Whipper
Whipper is a digital audio extraction software for Linux (and possibly other Unix-like) systems that is designed for the secure ripping of audio CDs. It is written in the programming language Python and released as free software under the terms of the GNU General Public License (GPL). It is based on the popular cdparanoia for reading the actual audio data and cdrdao for extracting other side information. It is a fork of its seemingly abandoned predecessor called morituri, which was started by Thomas Vander Stichele and modeled after the popular Windows freeware Exact Audio Copy (EAC). Whipper merged old ignored pull requests and continues the development with bugfixes and new features.
In Fedora and Gentoo, it is available from the official package repositories. For distributions based on Debian, Arch or Slackware, there are third-party or community repositories.
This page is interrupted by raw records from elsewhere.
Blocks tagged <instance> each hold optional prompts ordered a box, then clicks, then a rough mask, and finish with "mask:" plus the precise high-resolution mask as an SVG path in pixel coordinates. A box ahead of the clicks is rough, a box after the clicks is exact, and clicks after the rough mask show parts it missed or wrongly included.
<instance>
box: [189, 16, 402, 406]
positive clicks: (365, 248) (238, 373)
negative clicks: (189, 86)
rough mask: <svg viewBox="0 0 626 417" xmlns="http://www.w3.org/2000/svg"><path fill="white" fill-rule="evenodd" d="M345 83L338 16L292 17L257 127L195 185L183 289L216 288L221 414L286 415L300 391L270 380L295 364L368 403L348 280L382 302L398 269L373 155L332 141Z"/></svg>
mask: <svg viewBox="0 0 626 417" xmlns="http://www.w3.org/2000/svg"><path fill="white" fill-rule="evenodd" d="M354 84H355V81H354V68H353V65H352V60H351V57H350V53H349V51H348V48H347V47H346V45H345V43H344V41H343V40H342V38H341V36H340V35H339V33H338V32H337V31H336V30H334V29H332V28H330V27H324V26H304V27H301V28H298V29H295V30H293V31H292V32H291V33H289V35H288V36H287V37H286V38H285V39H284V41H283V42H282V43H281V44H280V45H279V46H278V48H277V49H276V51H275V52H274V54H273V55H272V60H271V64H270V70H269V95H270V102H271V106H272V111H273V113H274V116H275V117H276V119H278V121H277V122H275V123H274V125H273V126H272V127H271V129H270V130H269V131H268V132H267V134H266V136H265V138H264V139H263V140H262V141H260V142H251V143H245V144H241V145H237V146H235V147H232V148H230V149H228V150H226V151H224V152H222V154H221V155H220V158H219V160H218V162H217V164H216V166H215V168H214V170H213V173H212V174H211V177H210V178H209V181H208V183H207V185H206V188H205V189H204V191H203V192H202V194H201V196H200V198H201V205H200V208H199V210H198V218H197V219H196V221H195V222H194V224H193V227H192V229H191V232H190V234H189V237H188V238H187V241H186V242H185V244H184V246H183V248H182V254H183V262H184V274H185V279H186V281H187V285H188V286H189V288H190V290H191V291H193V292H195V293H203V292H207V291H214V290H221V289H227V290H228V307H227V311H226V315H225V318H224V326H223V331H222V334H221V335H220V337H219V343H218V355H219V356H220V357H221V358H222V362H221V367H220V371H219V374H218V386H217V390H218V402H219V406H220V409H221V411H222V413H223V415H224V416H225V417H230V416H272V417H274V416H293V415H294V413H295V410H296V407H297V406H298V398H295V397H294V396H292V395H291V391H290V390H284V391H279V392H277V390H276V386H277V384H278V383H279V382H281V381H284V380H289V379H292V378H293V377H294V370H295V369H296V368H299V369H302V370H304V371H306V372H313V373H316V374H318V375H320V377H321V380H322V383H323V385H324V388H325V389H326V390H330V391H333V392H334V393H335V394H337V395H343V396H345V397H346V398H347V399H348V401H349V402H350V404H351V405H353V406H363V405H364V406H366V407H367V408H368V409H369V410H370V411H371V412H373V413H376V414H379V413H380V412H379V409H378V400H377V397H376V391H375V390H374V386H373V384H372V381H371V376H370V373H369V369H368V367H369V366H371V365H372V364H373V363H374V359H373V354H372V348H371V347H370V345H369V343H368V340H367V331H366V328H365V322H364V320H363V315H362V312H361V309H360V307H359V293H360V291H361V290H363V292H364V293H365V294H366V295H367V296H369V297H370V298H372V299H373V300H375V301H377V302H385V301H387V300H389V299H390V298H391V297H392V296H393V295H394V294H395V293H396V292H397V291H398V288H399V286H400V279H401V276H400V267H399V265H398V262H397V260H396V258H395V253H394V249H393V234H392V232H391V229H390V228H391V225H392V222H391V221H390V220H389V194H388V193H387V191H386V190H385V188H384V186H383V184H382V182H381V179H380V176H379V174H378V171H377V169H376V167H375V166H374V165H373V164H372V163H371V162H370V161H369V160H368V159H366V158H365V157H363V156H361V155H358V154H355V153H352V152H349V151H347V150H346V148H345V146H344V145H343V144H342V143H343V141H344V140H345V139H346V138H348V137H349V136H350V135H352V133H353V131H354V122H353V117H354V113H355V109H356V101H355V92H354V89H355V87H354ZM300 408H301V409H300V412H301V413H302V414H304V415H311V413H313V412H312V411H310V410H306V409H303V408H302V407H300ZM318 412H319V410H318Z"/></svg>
It is developped and tested only on Linux but may also work on other Unix-like systems.
Features
Whipper comes with a command-line user interface and has no graphical user interface (GUI) available. It can check results against checksums from the online database AccurateRip, detect and compensate for read offsets of CD drives, and bypass the read cache of CD drives by over-reading. It can generate cue sheets and creates log files that are structured the same as those of EAC. For fetching metadata there is support for MusicBrainz and limited support for FreeDB. Additionally, it
- detects pre-emphasis on some discs (TOC-based only),
- detects gaps,
- rips hidden tracks,
- can do batch processing, and
- automatically names generated files and directories.
It does not process C2 error detection codes, does not yet fully support the more reliable subchannel information for pre-emphasis detection, and cannot create CD images in single files.